La famille a été suivie par la protection judiciaire de l’enfance. Une psychologue rencontrée là-bas l’a aidé à tenir et le divorce a été prononcé en 2009. Après une période de garde alternée, il a désormais la garde exclusive de ses deux enfants. Parfois, leur mère leur rend visite. Alain lui sert un café puis elle repart. Leurs relations se sont apaisées.
À la maison, on ne parle jamais des violences du passé. Même si leur fantôme est toujours présent, notamment dans les comportements de Théo, le plus grand : « Il garde tout pour lui mais il souffre », s’attriste son père. L’adolescent se lève tous les jours vers 15 heures et ne va plus au lycée : « Il a un peu le même caractère que sa mère parfois, et des accès de violences depuis qu’il est petit. » Quand Théo se met en colère, il bouscule son père. Celui-ci ne crie pas, ne réplique pas : « Il est bien plus fort que moi de toutes façons. » Alain change de pièce et laisse son fils se calmer. Il ne lui en veut pas le moins du monde. Au contraire. Alain culpabilise du mal-être de ses enfants, alors il cède à tous leurs caprices : « Je les ai trop gâtés, je le sais. Je leur ai acheté à chacun une Xbox. Mais il y a un ou deux ans, j’ai arrêté. Par exemple, si Victor me demande une PS4, il n’en aura pas une dès demain. »
Moins de larmes
Aujourd’hui, Alain va mieux. Il ne pleure plus lorsqu’il parle de cette période. Sa voix se brise seulement, discrètement, quand il parle de la peine dissimulée par ses fils. Mais à aucun moment l’homme ne parvient à penser à son bonheur à lui. Est-ce qu’il a des passions ? « Eh bien, je prends soin de la maison, je m’occupe des enfants. » Il aime bien jeter un œil à l’émission « Recherche appartement ou maison » en cuisinant aussi, c’est vrai. Il la regarde sur la petite télévision cathodique installée dans la cuisine.

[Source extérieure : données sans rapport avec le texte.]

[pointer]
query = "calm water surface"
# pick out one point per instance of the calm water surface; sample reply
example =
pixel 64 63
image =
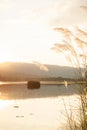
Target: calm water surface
pixel 41 109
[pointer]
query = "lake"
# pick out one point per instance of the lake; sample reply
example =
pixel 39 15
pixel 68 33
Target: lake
pixel 41 109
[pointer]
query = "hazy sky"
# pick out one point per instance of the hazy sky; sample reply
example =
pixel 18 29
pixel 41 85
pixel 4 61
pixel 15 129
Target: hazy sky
pixel 26 28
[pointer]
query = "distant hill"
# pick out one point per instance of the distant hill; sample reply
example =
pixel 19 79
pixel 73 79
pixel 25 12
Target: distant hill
pixel 24 71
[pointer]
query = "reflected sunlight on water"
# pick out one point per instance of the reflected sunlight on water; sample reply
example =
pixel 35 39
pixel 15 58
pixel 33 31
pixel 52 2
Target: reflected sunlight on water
pixel 4 104
pixel 41 109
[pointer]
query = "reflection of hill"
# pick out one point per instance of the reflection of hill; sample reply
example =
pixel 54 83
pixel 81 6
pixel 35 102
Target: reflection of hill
pixel 24 71
pixel 20 91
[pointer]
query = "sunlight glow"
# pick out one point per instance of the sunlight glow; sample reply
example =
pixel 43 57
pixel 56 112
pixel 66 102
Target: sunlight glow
pixel 5 103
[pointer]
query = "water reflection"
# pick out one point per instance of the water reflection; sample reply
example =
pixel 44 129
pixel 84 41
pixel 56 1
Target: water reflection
pixel 42 109
pixel 20 91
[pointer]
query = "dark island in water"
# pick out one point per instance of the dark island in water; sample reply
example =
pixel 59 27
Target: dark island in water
pixel 33 84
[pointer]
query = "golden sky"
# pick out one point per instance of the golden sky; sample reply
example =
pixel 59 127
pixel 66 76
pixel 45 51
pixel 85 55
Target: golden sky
pixel 26 28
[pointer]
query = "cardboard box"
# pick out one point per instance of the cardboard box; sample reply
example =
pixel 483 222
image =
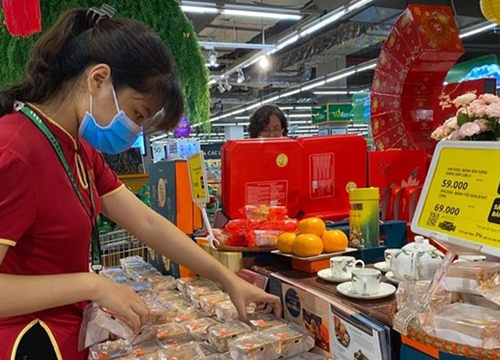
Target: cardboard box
pixel 430 32
pixel 303 308
pixel 171 194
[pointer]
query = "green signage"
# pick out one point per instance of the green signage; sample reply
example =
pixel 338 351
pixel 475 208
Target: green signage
pixel 361 107
pixel 339 112
pixel 318 114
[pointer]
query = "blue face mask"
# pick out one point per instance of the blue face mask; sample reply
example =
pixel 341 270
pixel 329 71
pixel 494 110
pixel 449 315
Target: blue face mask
pixel 114 138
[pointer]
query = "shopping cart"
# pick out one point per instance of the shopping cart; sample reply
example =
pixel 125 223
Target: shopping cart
pixel 119 244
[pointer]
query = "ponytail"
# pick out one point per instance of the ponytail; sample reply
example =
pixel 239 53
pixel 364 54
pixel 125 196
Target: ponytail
pixel 138 59
pixel 42 75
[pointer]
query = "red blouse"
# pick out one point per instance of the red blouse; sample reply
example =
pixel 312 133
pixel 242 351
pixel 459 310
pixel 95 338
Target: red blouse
pixel 44 222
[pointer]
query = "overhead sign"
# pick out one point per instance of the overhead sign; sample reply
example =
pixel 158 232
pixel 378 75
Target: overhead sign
pixel 331 113
pixel 198 178
pixel 460 202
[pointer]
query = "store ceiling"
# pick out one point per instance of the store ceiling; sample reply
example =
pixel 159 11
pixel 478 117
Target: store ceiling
pixel 354 39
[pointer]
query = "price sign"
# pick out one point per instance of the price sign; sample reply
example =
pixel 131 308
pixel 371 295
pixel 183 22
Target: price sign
pixel 460 202
pixel 198 178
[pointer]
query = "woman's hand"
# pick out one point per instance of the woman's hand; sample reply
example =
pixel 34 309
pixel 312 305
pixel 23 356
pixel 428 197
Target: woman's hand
pixel 243 294
pixel 122 302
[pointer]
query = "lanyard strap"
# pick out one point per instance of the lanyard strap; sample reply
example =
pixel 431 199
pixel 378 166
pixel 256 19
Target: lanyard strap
pixel 95 244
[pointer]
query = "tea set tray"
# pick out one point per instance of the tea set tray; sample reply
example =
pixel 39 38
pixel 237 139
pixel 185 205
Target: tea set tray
pixel 317 257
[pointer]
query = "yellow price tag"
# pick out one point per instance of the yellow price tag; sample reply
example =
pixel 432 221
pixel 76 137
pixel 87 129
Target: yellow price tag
pixel 461 197
pixel 198 178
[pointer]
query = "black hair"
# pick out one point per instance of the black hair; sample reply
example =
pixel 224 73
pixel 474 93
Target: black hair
pixel 137 56
pixel 261 117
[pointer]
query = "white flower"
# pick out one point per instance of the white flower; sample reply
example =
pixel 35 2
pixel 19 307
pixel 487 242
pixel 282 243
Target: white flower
pixel 464 100
pixel 456 135
pixel 482 123
pixel 489 98
pixel 438 133
pixel 451 123
pixel 477 108
pixel 493 110
pixel 469 129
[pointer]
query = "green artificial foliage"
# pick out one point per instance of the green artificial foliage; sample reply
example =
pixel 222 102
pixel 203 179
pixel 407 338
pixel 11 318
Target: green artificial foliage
pixel 163 16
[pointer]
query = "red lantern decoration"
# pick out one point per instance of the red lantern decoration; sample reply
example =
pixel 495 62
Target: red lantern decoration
pixel 22 17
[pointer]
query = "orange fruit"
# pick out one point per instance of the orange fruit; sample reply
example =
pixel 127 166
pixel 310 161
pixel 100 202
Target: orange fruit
pixel 285 242
pixel 314 226
pixel 334 240
pixel 307 245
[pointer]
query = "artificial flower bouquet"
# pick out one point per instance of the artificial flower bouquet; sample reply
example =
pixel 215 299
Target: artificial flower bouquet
pixel 477 118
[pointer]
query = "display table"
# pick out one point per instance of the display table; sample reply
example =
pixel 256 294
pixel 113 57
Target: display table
pixel 317 294
pixel 376 309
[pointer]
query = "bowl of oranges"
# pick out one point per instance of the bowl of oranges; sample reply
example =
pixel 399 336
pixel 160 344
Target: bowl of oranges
pixel 312 241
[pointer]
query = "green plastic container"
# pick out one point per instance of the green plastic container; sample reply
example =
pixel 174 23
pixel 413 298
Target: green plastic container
pixel 364 218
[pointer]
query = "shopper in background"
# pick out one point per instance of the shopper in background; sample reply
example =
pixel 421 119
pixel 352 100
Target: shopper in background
pixel 268 121
pixel 92 83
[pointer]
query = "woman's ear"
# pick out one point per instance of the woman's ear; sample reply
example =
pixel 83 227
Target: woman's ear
pixel 99 76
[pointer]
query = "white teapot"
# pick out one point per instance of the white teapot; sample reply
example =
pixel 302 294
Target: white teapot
pixel 418 260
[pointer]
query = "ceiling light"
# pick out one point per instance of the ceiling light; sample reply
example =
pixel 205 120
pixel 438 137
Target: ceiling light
pixel 253 106
pixel 221 87
pixel 340 76
pixel 313 85
pixel 199 9
pixel 212 57
pixel 358 4
pixel 333 92
pixel 264 62
pixel 287 42
pixel 367 67
pixel 274 98
pixel 326 20
pixel 232 45
pixel 290 93
pixel 241 76
pixel 477 30
pixel 269 15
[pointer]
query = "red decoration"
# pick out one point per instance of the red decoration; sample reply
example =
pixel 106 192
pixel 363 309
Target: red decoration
pixel 22 17
pixel 415 58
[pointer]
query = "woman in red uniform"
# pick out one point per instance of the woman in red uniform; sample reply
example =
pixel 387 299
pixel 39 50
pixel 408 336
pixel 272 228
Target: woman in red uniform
pixel 92 82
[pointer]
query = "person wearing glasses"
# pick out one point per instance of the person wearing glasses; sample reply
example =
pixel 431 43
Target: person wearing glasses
pixel 92 84
pixel 268 121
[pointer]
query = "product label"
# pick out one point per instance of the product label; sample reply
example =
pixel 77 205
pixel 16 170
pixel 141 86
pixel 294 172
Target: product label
pixel 272 193
pixel 322 175
pixel 198 178
pixel 463 198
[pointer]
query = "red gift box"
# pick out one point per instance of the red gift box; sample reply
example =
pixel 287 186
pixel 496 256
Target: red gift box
pixel 388 63
pixel 394 169
pixel 443 96
pixel 430 33
pixel 395 44
pixel 384 83
pixel 383 103
pixel 382 122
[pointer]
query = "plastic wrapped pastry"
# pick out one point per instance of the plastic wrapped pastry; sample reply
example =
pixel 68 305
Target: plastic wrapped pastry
pixel 292 339
pixel 254 347
pixel 226 311
pixel 220 335
pixel 110 350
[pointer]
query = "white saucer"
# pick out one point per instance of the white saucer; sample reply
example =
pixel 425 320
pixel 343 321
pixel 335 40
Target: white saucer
pixel 381 266
pixel 390 277
pixel 326 274
pixel 384 291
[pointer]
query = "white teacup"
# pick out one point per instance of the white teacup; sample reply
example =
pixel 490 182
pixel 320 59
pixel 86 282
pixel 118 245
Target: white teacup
pixel 342 266
pixel 471 258
pixel 366 281
pixel 389 254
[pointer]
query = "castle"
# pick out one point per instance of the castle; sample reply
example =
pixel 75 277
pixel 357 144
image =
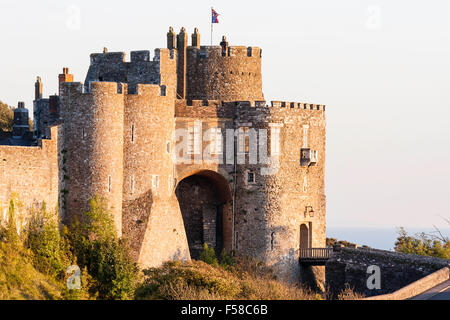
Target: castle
pixel 184 149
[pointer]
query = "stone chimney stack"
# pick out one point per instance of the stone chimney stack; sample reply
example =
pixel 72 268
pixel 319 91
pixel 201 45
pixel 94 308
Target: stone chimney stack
pixel 38 89
pixel 64 77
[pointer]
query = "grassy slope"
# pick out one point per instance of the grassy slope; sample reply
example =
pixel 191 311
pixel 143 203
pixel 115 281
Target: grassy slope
pixel 198 280
pixel 20 280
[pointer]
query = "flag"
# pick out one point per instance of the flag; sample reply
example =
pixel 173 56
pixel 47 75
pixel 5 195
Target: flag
pixel 215 16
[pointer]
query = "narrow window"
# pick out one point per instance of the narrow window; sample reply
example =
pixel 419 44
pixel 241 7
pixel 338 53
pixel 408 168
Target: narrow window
pixel 250 177
pixel 305 136
pixel 194 139
pixel 272 240
pixel 132 184
pixel 216 141
pixel 155 181
pixel 243 140
pixel 275 141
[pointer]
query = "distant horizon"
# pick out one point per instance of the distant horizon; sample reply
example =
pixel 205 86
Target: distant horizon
pixel 375 237
pixel 382 72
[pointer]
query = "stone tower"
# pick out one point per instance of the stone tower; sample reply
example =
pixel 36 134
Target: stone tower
pixel 186 151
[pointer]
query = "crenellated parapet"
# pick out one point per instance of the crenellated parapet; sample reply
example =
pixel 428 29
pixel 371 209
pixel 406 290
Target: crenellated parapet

Seuls ses enfants profitent de l’écran plat qui trône dans le salon.
Alain se sent prêt pour rencontrer quelqu’un, mais pour l’instant, personne à l’horizon : « Il faut que ça vienne. » Alors, que peut-on lui souhaiter pour l’avenir ? « Que mes enfants soient heureux. »
Delphine SITBON
* : Chiffres de l’Observatoire national de la délinquance et des réponses pénales, 2015.
** : Tous les prénoms ont été modifiés.